One of the commenters at Scalzi’s place points out a lot of things, and reminds me of others. I remember how the events of RaceFail showed me some important ways of looking at the world, and, in its later bits, put me in a place where I read someone pointing out that people whining about “another unnecessary romance” in Star Trek: Rebooted were missing the point that the person who landed the Fandom-Canonical Universe’s Most Eligible Bachelor was a black woman who got there on the basis of her competence and intellectual achievment. I wrote fanfic out of that, actually, digging back into TOS canon Spock/Uhura fanfic to tweakfix Rebooted into compliance. (I will, however, never forgive its crap treatment of the Kobayashi Maru scenario, which I knew not from the movies as I’ve never actually seen Wrath of Khan, but from the novel.) I love learning like this, because other people’s presense is genuine, because they’re actually there and know things I don’t, and as someone who is interested in learning about unfamiliar worlds how foolish would I have to be to miss out on the universes other actual people can introduce me to?

But it also reminds me of the other side, the people who suggested that sexual harassers might just be “socially awkward” or “autistic” and it was before I knew I was autistic but I was damn sure I was socially awkward. And when someone asked about socially awkward women, they got the reaction “well, they shouldn’t be harassing anyone other ha ha ha” and that threw me right the hell out of my skin, frozen in timespace again, trying to check in with the other people to know whether or not it’s okay to object, or whether trying to get away from someone would be proof that I Didn’t Belong because I Overreacted. And I still see that guy who was being defended back then come up as someone who at least some people still think belongs, and maybe I don’t so much. Even my social awkwardness – canonical though it may be in subsets of geek culture to be “socially awkward” – is too implausible to be anything other than fictional. Apparently.

Someone who only can manage to talk to people at cons because I know people at cons from the internet?
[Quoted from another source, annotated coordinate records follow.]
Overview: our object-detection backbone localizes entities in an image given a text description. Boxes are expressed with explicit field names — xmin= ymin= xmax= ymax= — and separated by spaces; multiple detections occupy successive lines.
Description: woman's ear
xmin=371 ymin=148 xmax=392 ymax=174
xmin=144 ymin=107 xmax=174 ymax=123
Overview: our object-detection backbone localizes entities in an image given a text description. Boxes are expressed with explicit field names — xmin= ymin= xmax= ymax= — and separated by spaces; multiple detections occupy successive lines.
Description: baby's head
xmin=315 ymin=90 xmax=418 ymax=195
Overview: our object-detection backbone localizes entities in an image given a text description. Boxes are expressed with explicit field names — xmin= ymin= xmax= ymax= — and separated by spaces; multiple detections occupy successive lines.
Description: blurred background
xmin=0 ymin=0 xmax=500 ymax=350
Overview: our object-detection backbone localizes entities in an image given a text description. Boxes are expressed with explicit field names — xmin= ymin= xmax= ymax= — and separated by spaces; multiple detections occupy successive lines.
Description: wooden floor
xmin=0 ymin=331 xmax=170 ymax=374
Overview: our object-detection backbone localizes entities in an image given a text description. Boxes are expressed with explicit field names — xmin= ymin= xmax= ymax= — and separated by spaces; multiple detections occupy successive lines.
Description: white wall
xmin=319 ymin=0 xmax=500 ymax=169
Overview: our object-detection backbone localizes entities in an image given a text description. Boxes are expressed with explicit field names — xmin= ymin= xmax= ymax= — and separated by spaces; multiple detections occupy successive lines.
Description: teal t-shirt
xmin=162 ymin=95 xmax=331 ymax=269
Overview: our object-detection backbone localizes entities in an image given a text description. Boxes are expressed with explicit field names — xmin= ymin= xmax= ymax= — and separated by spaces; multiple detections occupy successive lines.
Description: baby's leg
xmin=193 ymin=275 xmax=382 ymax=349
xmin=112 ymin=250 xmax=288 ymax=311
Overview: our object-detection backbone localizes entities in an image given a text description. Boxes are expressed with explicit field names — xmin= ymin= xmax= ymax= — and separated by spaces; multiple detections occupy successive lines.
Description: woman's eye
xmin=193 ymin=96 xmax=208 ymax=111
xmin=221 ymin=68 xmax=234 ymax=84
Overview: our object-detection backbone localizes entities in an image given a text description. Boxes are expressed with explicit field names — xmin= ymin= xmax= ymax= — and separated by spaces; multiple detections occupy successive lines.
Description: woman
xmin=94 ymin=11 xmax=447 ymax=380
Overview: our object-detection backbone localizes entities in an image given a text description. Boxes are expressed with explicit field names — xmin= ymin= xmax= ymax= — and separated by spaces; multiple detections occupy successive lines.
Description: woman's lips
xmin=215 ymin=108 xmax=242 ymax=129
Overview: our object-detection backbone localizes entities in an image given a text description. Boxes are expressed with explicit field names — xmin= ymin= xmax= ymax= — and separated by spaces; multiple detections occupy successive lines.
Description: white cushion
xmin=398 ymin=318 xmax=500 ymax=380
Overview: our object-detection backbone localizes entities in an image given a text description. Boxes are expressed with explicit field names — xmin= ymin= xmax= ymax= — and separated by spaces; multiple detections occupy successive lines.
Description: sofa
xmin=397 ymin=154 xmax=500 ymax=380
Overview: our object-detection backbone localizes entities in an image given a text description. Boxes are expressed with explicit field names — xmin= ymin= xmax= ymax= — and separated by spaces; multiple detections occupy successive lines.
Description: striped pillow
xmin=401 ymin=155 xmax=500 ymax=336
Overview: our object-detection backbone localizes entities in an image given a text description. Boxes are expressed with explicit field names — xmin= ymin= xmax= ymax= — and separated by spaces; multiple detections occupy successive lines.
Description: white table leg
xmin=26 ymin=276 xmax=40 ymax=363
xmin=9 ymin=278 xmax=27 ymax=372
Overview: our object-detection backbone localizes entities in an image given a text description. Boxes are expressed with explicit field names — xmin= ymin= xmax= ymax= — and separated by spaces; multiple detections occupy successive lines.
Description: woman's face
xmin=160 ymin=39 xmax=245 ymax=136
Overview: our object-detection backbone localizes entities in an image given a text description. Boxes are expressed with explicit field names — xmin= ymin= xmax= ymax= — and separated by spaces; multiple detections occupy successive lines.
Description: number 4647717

I believe the internet meme for that is “Sounds fake, but okay.” Also apparently.

Chuck Wendig wrote, the other day, “But every story I write is a plea with the universe to prove that I’m not alone.

Sometimes it’s hard, though. Sometimes it’s awfully hard.

As to the editorial thing that provoked this brooding ramble? I am not among the people whose reaction to it was “Who even is that, anyway?” because I remember that name.

From usenet.

Don’t believe we’ve ever met in person, though.

Note: mimeograph reference in the above was typed before I read the related comments on File770. Ha ha only serious.